Il 7 febbraio è stata la Giornata nazionale di prevenzione e contrasto a bullismo e cyberbullismo e oggi, martedì 8 febbraio, il Consiglio regionale ha dedicato un momento di riflessione sull’argomento. Sul tema è intervenuto il vicepresidente del gruppo Lega Salvini Piemonte Riccardo Lanzo, anche avvocato con esperienza sui temi del Diritto legato a Rete e Social. “Bisogna intervenire sulle regole del gioco affinché tutti abbiano gli strumenti per giocare in maniera corretta – ha affermato -. La Rete e i Social non sono un terreno franco dove si può dire e scrivere tutto ciò che si vuole o pubblicare foto e video che ledano la privacy altrui. La legge punisce chi viola le regole e questo vale per chi ha compiuto i 14 anni”.
Spesso i ragazzi non conoscono le norme e soprattutto le conseguenze di atti che non compirebbero nella vita reale: “Mancano l’educazione civica e la conoscenza delle regole – ha precisato Lanzo – e questo porta a una distorsione dell’uso della rete, a un abuso, a una distonia tra il virtuale e il reale.

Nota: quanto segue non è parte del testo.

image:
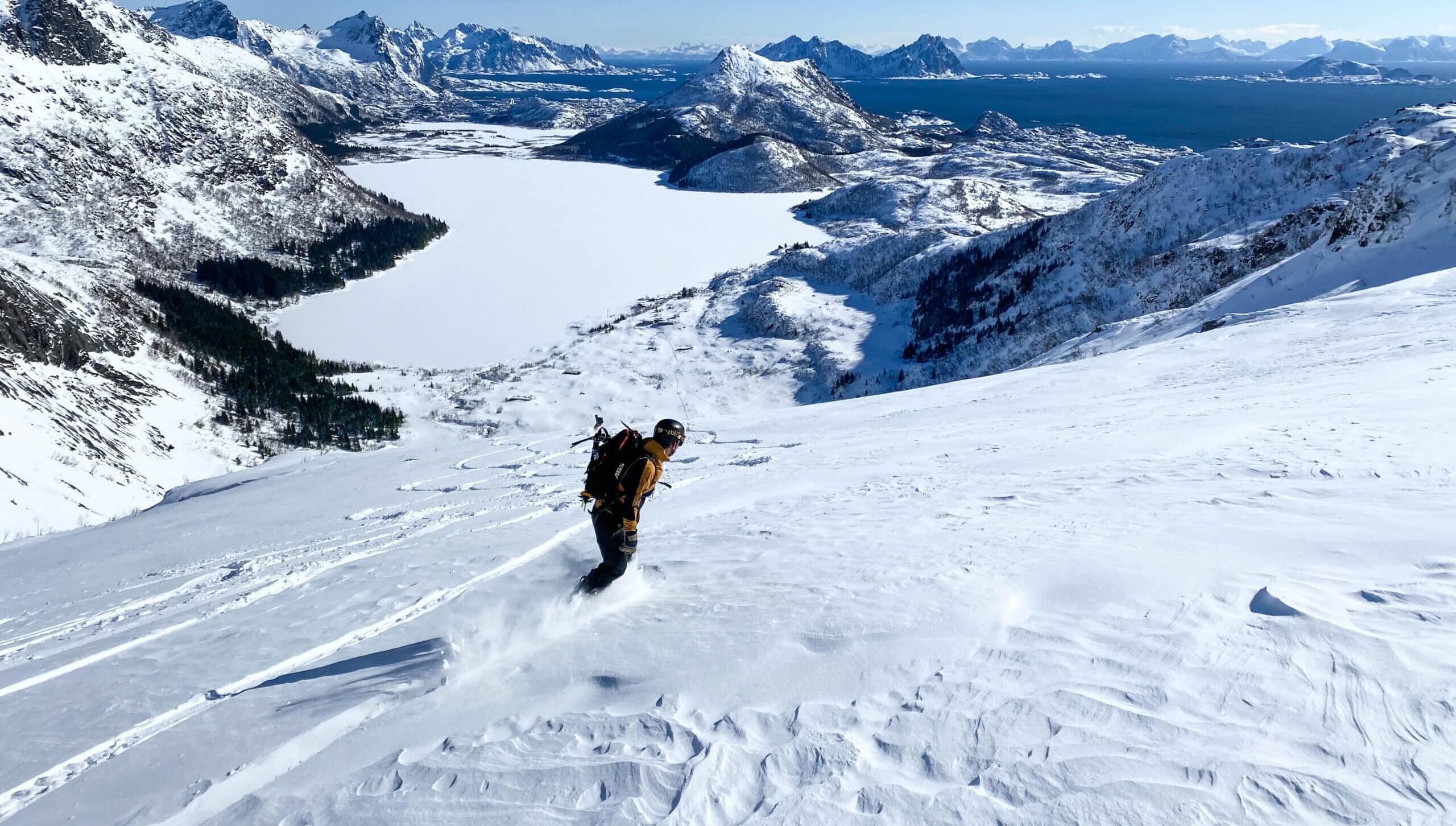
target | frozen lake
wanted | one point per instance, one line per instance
(535, 247)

I giovani e i giovanissimi devono comprendere, invece, che i toni e i modi da usare debbono essere i medesimi”. Formazione, dunque, prevenzione e non repressione, evidenziando la necessità di intervenire sui “grandi giocatori della rete”. “È fondamentale – ha concluso il vice presidente del gruppo Lega Salvini Piemonte – regolamentare i rapporti con i Social Network che possono filtrare messaggi, foto e video, senza sforare nella censura, così come già accade per i motori di ricerca. Le istituzioni, e qui parlo di quelle nazionali, debbono intervenire affinché le regole siano chiare, precise, conosciute e rispettate come nel mondo reale”.